Resumindo, tratava-se de um caso complicado. Qualquer outro diria que era incurável. Mas Mo Qiong tinha recursos e contratara uma equipe de especialistas para consulta conjunta. Dessa vez seria diferente.
Se não resolvessem, contrataria médicos ainda melhores.
Talvez em alguns meses, ou até anos, o pai estaria recuperado.
Luo Yi e os outros esperariam tanto tempo?
Mo Qiong não se importava. Não resolveria outra coisa antes de curar o pai. Podiam vigiá-lo o quanto quisessem; ele só queria cuidar do pai.
“Mais discussões? Está muito demorado...”, comentou Luo Yi.
Mo Qiong arqueou as sobrancelhas: “Não tem problema, é preciso analisar tudo antes da cirurgia. Eu posso esperar”.
Então Luo Yi sorriu: “Wei Lan, você não é médica? Poderia dar uma olhada no tio”.
Mo Qiong ficou surpreso ao ver Wei Lan se aproximar do especialista, sorrindo: “Posso ver os laudos?”
O especialista franziu o cenho e perguntou a Mo Qiong: “Do que se trata, senhor Mo?”
Ele não acreditava que Wei Lan fosse médica.
Mo Qiong ia recusar, mas, refletindo, sabia que Luo Yi não sugeriria algo sem motivo.

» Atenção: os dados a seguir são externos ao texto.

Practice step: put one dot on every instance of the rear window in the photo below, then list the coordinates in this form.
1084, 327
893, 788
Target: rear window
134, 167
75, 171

Afinal, não eram pessoas comuns; talvez tivessem algum artefato capaz de curar? Não, Luo Yi já dissera que todos os objetos eram contidos para não causar danos ao mundo — não poderiam portar nada assim. A capacidade de saltar no ar já era uma raridade.
Então era mesmo medicina convencional?
“Especialista, deixe-a dar uma olhada”, pediu Mo Qiong.
O especialista resmungou, mas permitiu.
Wei Lan examinou cuidadosamente todos os relatórios e imagens e declarou, confiante: “Não é grave, pode operar agora”.
“O quê?” O especialista ficou indignado; ainda há pouco recomendara ao menos um mês de observação e discussões sobre o método.
E aquela jovem dizia que não era grave?
Como continuaria sendo especialista? Melhor deixar ela assumir.
“Não se pode operar assim, sem mais nem menos”, protestou o especialista.
Wei Lan respondeu: “Não é precipitação. O senhor é experiente; assim que ouvir meu método, vai entender”.
Ela então apontou para as imagens e explicou detalhadamente o procedimento: o que fazer primeiro, depois, que materiais seriam necessários, cuidados especiais, as dificuldades do caso, possíveis complicações — tudo exposto com precisão.
Um jorro de termos técnicos saiu de sua boca. Mo Qiong mal compreendia, mas o especialista, ao contrário, suava frio, olhos arregalados, ouvindo atentamente.
“Viu? Agora entendeu. Podemos operar hoje?”, concluiu Wei Lan.
O especialista ainda tinha dúvidas: “Espera... Por que retirar essa parte do músculo?”
“Não percebeu que essa região está necrosada?”, disse Wei Lan, surpresa. Em seguida, ergueu a perna do pai de Mo Qiong, pressionou um ponto e, do outro lado, surgiu um nódulo duro.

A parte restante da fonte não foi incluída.